Members of the Berwyn District Civic Association (BDCA) and other volunteers planted 500 native pollinator plants on June 7 at the Trolley Trail Permaculture Garden between Greenbelt Road and Tecumseh Street.

A few weeks earlier, the group planted 100 native perennials in a new rain garden on 49th Avenue.

The plantings were the result of two environmental grants that the association won this spring.

“With both projects, we want to demonstrate to people what you can do with native plants and the different purposes that gardens can serve,” Alec Lynde, chair of the BDCA Parks and Open Spaces Committee, said.

The first award, $3,000 for the rain garden, came from Keep Maryland Beautiful. Because rain gardens are shallow, they help absorb runoff from impervious surfaces, reducing polluted stormwater from entering local streams, said Lynde, who also serves as a member of the board of directors of Streetcar Suburbs Publishing, the nonprofit that publishes College Park Here & Now.

“A rain garden would be a great way to capture some of that runoff and help filter it before it actually flows into the sewer system, and then into the tributaries of the Anacostia that ultimately end up in the Chesapeake,” Lynde said.

Lynde said the idea for a rain garden came from a neighbor who noticed rain runoff along a road by a neighborhood park.

“Our goal is to really represent the neighborhood and do things that neighbors either want to see or we think will benefit the neighborhood overall,” he said. “So this really was just a combo of a neighbor highlighting an issue and us thinking through a project [about] how we could address that issue.”

According to Dede Lawal, the award manager for the state’s Keep Maryland Beautiful grant program, reviewers valued BDCA’s idea for a community-led project that has promising potential for long-term impacts.

“The program’s goal is to engage diverse organizations in projects that both improve natural resources and benefit communities,” Lawal said. “BDCA’s rain garden aligns well with this objective by directly supporting local habitat improvement, stormwater management and community well-being.”

The second award BDCA won is in partnership with the Xerces Society for the 2026 Mid-Atlantic Monarch and Pollinator Habitat Kit program. The Xerces Society is a nonprofit organization that focuses on conservation.

The civic association received 500 native and pollinator-friendly plants, representing 12 to 15 different species, to help expand the neighborhood’s pollinator garden bed near the Trolley Trail Permaculture Garden.
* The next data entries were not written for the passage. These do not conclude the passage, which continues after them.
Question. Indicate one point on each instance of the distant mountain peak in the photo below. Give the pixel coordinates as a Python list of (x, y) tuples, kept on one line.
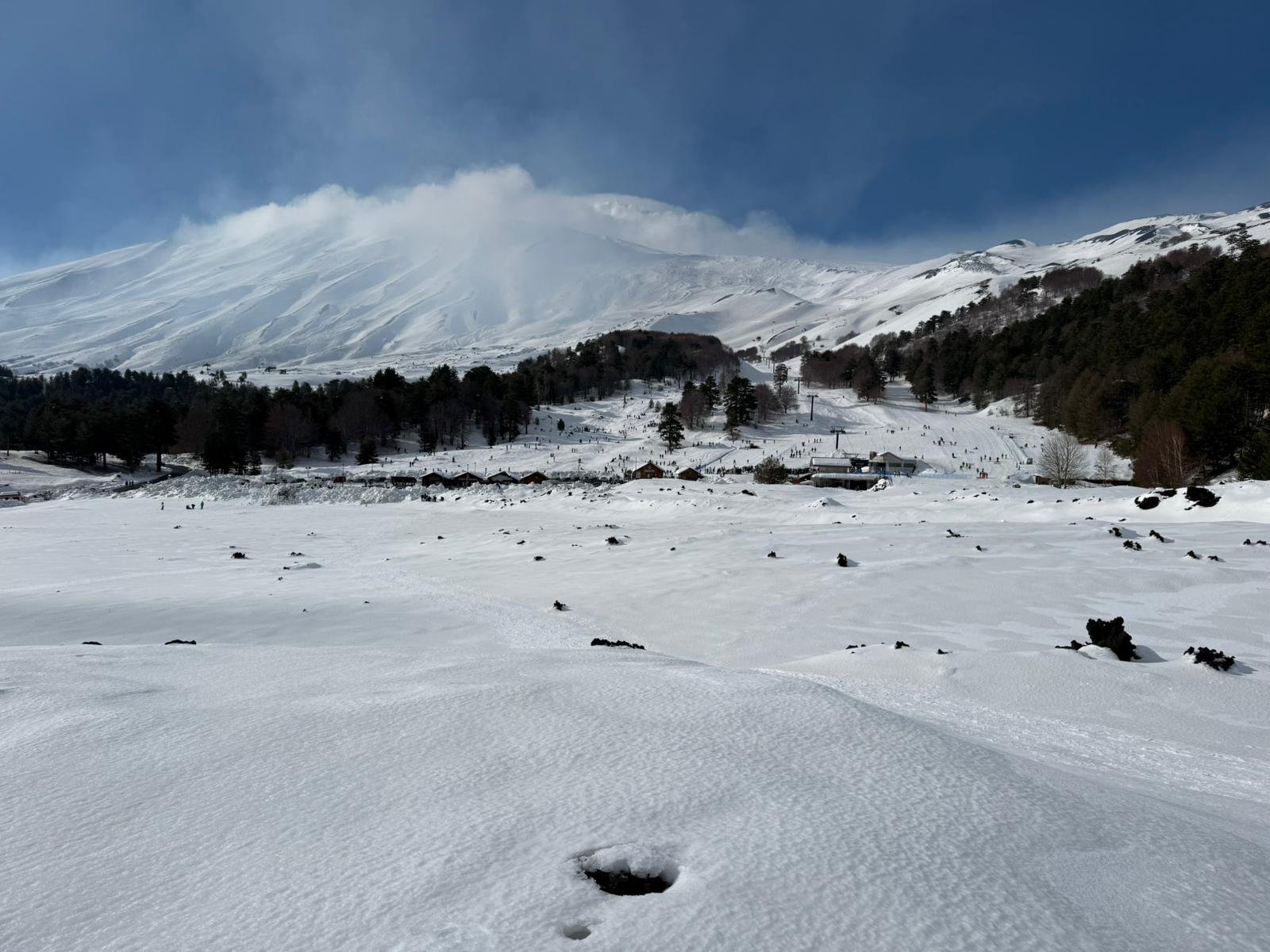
[(317, 286)]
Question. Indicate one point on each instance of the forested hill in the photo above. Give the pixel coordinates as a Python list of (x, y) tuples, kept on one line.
[(1172, 357), (84, 416)]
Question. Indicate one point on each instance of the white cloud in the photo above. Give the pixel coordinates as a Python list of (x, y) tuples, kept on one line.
[(492, 202)]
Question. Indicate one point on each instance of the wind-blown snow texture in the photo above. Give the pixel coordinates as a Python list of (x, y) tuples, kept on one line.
[(406, 747), (479, 272)]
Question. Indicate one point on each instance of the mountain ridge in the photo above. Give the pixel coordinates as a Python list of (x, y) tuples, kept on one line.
[(314, 285)]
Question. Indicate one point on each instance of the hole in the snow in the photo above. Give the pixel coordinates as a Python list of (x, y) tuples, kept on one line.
[(629, 869)]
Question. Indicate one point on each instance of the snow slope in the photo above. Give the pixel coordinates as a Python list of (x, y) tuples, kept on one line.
[(387, 739), (334, 281)]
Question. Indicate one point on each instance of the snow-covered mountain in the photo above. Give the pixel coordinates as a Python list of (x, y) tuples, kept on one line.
[(325, 283)]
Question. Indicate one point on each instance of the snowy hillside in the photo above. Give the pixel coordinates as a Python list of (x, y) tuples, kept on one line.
[(334, 281), (387, 738)]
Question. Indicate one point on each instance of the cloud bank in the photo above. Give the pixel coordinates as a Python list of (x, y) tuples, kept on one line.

BDCA members decided to “mix and match” the species to “create a beautiful space [while] still using native plants,” according to Lynde.

Lynde said each of the projects serves an equally meaningful purpose for the community.

“The rain garden has an ecological function there in the park, but it has an infrastructure function in capturing that stormwater runoff and trying to prevent pollutants from making their way into the Chesapeake Bay,” he said. “The pollinator garden is more of a demonstration site. It’s an example of a pollinator garden and how you can incorporate different species and design it in a way that’s so beautiful.”

The two projects are intended to enhance the park and trail area by improving local stormwater management and creating a high-quality habitat for butterflies, bees and other pollinators, according to BDCA’s weekly newsletter.

According to Lawal, much of the watershed is privately owned, so the best way to take initiative is to get residents to take action within their own communities.

“[This] is a critical pathway to meaningful progress,” he said.

Lynde said committee members engaged others from the neighborhood in the projects.

“We [wanted] people to get excited and want to help us put these plants in the ground and then … see the garden unfold over time,” Lynde said.

He added: “[We] encourage people to get involved, or, at a minimum, encourage them to do projects like this in their own yards. That’s the big thing we want folks to take away.”